Lageson, S. (2020). Digital punishment: Privacy, stigma, and the harms of data-driven criminal justice. Oxford University Press.
The proliferation of data-driven criminal justice operations creates millions of criminal records each year in the United States. Documenting everything from a police stop to a prison sentence, these records take on a digital life of their own as they are collected by law enforcement and courts, posted on government websites, re-posted on social media, online news and mugshot galleries, and bought and sold by data brokers. The result is “digital punishment,” where mere suspicion or a brush with the law can have lasting consequences.
In Digital Punishment, Sarah Esther Lageson unpacks criminal record keeping in the digital age, as busy and overburdened criminal justice agencies turned to technological solutions offered by IT companies over the last two decades. These operations produce a mountain of data, including the names, photographs, and home addresses of people arrested or charged with a crime, transforming millions of paper records into a digital commodity. Regardless of factual or legal guilt, these records rapidly multiply across the private sector background checking and personal data industries.

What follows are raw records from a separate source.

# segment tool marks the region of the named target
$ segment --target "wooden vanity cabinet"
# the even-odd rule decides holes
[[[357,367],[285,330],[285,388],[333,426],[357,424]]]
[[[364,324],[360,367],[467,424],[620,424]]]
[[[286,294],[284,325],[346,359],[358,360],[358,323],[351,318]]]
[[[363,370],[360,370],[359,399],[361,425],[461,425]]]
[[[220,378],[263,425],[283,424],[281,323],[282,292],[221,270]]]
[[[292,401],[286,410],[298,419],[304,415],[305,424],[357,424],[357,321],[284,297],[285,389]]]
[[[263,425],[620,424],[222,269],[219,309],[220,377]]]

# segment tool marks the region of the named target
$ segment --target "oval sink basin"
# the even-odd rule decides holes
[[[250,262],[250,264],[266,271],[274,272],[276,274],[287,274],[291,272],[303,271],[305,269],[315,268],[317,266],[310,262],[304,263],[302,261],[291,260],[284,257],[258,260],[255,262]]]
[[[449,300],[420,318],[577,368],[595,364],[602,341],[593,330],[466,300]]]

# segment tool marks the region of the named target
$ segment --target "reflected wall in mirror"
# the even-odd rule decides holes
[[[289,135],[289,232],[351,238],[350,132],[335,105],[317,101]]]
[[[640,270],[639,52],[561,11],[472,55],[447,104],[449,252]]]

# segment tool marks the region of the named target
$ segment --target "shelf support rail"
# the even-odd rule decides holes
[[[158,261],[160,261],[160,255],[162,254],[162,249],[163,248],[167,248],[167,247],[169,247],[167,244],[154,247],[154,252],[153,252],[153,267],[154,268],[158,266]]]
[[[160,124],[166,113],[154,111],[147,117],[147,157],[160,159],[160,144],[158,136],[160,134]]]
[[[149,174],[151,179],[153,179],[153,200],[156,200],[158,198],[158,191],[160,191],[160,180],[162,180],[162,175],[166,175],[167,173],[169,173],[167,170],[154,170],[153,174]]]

Emboldened by public records laws designed for paper-based systems, criminal record data has become an extremely valuable resource for employers, landlords, and communities to monitor criminal behavior and assess other people. But while transparency laws were originally designed to allow governmental watch-dogging, digital punishment has redirected our gaze toward one another. Hundreds of interviews detailed in this book reveal the consequences of digital punishment, as people purposefully opt out of society to cope with privacy and due process violations. As criminal histories impact nearly every aspect of private and civic life, the collateral consequences of even the most minor records are much more than barriers to employment and housing. For the criminal record-holder, the messy entanglement of government bureaucracy is nothing compared to the jurisdiction-less haze of the internet.
Drawing on empirical data, interviews, and review of case law, this book powerfully demonstrates that addressing digital punishment will require a direct acknowledgement of privacy and dignity in the context of public accusation, and a reckoning of how rehabilitation can actually occur in a society that never forgets.